(Joint work with Wilfried Sieg)
In his 1888 essay Was sind und was sollen die Zahlen?, Dedekind set out to offer a rigorous, purely logical, account of the natural numbers. However, a comparison of the final version of his essay with earlier manuscripts reveals that his work underwent a number of changes. In particular, his earlier work focused on the creation of new mathematical objects, while the final version centered around the creation of concepts.
Sieg and I argue (Sieg and Morris, 2016) that the shift in Dedekind’s position is mathematically and philosophically significant.

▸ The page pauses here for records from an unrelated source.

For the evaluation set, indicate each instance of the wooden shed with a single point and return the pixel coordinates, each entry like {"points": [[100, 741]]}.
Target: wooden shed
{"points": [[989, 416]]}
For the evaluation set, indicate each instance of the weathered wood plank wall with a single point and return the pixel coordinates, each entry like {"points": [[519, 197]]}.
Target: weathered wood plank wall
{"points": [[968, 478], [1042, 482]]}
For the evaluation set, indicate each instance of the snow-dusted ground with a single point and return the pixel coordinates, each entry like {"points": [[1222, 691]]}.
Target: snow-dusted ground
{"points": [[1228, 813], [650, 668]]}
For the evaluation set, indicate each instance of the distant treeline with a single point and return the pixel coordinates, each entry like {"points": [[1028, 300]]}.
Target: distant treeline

On the mathematical side, the final version of his essay introduced, via the concept of a simply infinite system, the Dedekind-Peano axioms, as well as new and important metamathematical work. For example, Dedekind established, in modern terms, the categoricity of the concept of simply infinite system. On the philosophical side, Sieg and I suggest that Dedekind’s final version and earlier work reflect different kinds of structuralism. We claim that the structuralism reflected in the published version of his work is not the same kind of structuralism that is often attributed to him in the literature.
In this talk, I will discuss the transformation of Dedekind’s work on the foundations of arithmetic, and describe the new interpretation of his account that Sieg and I have developed. I will address the differences between our interpretation and others given in the literature, and tackle the question of why Dedekind changed his position.
Wilfried Sieg and Rebecca Morris, “Dedekind’s structuralism: creating concepts and deriving theorems”. Forthcoming in Logic, Philosophy of Mathematics, and their History: Essays in Honor of W.W. Tait.